A. Experimental Instructions

Instructions of Investment Task

In the investment task, you select stocks. Each period a stock can either increase or decrease in price.

There are two types of stock: an ordinary type and a high type. These two stock types differ in the

probability that their price increases or decreases. An ordinary-type stock has a 40% probability of

a price increase and a 60% probability of a price decrease. A high-type stock has a 60% probability of a

price increase and a 40% probability of a price decrease.

If the price increases, the price change is + $2 or + $6, with equal probability.

If the price decreases, the price change is - $1 or - $3, with equal probability.

The purchase price of a stock is always $30.

NEXT SCREEN

The investment task consists of 5 periods. Each period, a stock’s price either increases or decreases.

First investment choice

You begin the investment task with $180 and must buy a portfolio of 5 stocks from a list of 20 available

stocks. Each stock is priced at $30.

The list contains exactly 15 ordinary-type stocks and exactly 5 high-type stocks. You are not told which

stock is of which type. However, for each of the 20 stocks, you are shown price changes from the three

previous periods.

The picture below shows you how your choice screen will look like. You will be asked to choose 5 stocks of

such a list.

32
Example Screen.

NEXT SCREEN

First period

After the initial portfolio selection, you observe the first period price changes for each of the stocks in your

portfolio. After the new prices are displayed, one of the stocks is automatically sold by the computer

program at the stock’s current price. After the sale of one stock, you must buy an additional stock from

a new list of four stocks. Once again, you observe the previous three price changes for each of the four

stocks. The purchase price of each stock is always $30.

33
The list contains exactly 3 ordinary-type stocks and exactly 1 high-type stock. You are not told which stock is

of which type. However, for each of the 4 stocks, you are shown price changes from the three previous periods.

Periods 2-4

You observe the next period’s new prices for each of the stocks in your portfolio. After the new prices are

displayed, one of the stocks is automatically sold by the computer program at the stock’s current price.

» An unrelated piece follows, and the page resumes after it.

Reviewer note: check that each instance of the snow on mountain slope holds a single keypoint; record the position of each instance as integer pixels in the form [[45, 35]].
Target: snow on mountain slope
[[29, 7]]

After the sale of one stock, you must buy an additional stock from a new list of four stocks. Once

again, you observe the previous three price changes for each of the four stocks. The purchase price of each

stock is always $30.

As in period 1, the list contains exactly 3 ordinary-type stocks and exactly 1 high-type stock. You are not

told which stock is of which type. However, for each of the 4 stocks, you are shown price changes from the

three previous periods.

Period 5

You observe the new prices for each of the stocks in your portfolio. The investment task is now over.

34
B. Example Screen

In each period, subjects observed the purchase price, the price from one period ago, and the current price

of all stock positions in the portfolio.

Example Screen: Overview of portfolio positions.

35
C. Explanations for the Disposition Effect

Shefrin and Statman (1985) coin the term “Disposition Effect” and attribute the behavior to a combina-

tion of Prospect Theory; mental accounting; regret aversion; and self-control. They discuss the emotions of

regret and pride pointing out that “While closing a stock account at a loss induces regret, closing at a gain

induces pride.” Weber and Camerer (1998) find the disposition effect in an experimental setting and Odean

(1998a) finds it for individual investors.

Odean (1998a) considers and rejects several potential explanations for the disposition effect including

rebalancing, transactions costs, and superior information. The author notes that the disposition effect could

be driven by a belief that stock prices mean revert but that retail investors tend to buy stocks that have

been going up, which is inconsistent with a belief in mean reversion. One exception to this tendency is that

investors are more likely to buy additional shares of a stock that they already own if it has gone down since

they bought it (which is consistent with a belief in mean reversion). Odean (1998a) also points out that

reference points are likely to be path dependent and not simply equal to purchase price.

Several subsequent papers argue that the disposition effect cannot be explained by Prospect Theory

(Barberis and Xiong, 2009; Kaustia, 2010b; Hens and Vlcek, 2011; Meng and Weng, 2018). Barberis and

Xiong (2012) generate a disposition effect in a theoretical setting by assuming that investors derive utility

from the act of selling for a gain (realization utility). Frydman et al. (2014) find neurological activity

consistent with realization utility in an investment like setting.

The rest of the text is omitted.